Treatment is important to prevent bleeding with any surgery, before pulling any teeth, and to help control heavy periods or nosebleeds. Treatment depends on the type of VWD, type of procedure, and location and amount of bleeding. Here are treatments and how they work:

  • DDAVP (Desmopressin) releases the VW factor stored in your cells and raises the level to stop or prevent bleeding. It is given through a vein (IV) or by a nasal spray (Stimate). To make sure that DDAVP works for you, a DDAVP trial is needed to measure VWF levels before and after a DDAVP dose.
  • Aminocaproic acid (Amicar) and Tranexamic acid are medicines taken by mouth that work for some types of bleeding by stopping the clot from breaking down too soon.
  • Plasma-derived VWF replacement products (Humate P™ and Alphanate™) are given by IV for those with type 3, some type 2, or for those with type 1 for major surgery or who don’t respond to DDAVP.
  • Hormonal therapy, or birth control pills, can help girls with heavy menstrual bleeding by increasing the VW factor and factor VIII in their blood and regulating their cycles.

What you should do:

Be sure to ask questions at your clinic appointment, or call the nurses any time. Our team of doctors, nurses and social workers are all here to help you. Just ask us!

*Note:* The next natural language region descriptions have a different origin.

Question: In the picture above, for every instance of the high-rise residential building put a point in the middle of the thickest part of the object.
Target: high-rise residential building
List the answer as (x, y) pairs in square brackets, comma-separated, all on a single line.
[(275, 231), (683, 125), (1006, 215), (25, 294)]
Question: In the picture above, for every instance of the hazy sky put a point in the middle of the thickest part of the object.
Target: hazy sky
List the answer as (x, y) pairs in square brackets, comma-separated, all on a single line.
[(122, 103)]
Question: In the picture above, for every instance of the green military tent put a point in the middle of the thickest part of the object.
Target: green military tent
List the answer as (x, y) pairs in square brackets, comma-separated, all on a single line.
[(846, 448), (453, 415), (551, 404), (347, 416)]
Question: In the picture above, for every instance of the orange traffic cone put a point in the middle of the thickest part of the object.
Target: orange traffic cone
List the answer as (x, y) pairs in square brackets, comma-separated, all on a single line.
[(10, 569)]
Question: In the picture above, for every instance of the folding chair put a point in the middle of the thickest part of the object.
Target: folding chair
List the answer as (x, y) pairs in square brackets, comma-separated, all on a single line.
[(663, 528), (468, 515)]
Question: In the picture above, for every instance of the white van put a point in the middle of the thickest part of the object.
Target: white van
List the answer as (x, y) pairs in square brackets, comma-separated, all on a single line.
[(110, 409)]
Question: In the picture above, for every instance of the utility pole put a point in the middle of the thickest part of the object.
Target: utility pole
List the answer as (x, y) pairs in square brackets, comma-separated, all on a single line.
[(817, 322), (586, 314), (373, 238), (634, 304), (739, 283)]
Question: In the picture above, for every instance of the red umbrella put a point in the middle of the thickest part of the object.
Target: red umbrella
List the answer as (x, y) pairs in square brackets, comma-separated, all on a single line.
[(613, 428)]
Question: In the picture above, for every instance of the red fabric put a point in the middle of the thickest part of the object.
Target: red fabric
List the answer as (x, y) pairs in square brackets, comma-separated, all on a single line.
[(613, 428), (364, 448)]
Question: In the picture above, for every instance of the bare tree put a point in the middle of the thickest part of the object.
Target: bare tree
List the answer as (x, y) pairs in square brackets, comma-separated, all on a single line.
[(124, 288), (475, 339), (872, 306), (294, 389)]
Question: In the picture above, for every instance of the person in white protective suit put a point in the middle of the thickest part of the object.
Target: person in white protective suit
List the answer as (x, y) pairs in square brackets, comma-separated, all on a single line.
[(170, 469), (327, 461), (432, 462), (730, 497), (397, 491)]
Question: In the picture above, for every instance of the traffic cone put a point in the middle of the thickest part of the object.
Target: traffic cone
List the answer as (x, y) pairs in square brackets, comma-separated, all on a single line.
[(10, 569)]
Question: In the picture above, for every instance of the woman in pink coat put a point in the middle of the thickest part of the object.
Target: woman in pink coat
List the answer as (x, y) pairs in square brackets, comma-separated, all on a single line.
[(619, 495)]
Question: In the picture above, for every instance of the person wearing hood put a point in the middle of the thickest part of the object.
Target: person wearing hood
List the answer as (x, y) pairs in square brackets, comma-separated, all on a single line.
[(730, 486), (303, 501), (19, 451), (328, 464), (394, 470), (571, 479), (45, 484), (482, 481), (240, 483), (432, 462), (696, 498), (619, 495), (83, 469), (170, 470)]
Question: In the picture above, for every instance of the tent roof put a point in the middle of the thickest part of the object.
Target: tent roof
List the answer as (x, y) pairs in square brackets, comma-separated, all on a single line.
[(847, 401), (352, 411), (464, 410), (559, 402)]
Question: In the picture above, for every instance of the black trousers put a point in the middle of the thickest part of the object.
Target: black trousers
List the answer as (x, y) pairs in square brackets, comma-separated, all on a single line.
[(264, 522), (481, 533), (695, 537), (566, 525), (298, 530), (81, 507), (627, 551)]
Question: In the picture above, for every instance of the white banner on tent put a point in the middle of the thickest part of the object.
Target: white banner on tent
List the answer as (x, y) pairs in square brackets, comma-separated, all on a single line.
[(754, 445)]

  1. Learn more about VWD by reading the booklets you received in clinic and check out reputable websites like www.hemophilia.org. Click on the VWD sidebar on the home page.
  2. Visit CHOP’s Hematology Clinic at least once a year. Put our phone numbers in your cell phone so you can reach us quickly. The nurse’s number during business hours is 215-590-2199. For emergencies outside business hours, call 215-590-1000 and ask the operator to page the hematologist on call.
  3. Talk to the team in clinic if you have questions or any bleeding. Let us know at least two weeks before any procedure so we can develop a plan and help you get the medicines you need.
  4. Learn how to prevent and treat bleeding, and about the type and dose of medicine you use.
  5. Stay physically active and fit. Participate in sports and gym class. We do not recommend high-risk contact sports like football, but most kids with VWD enjoy many other sports like bike riding (with a helmet!), running and just having fun with friends.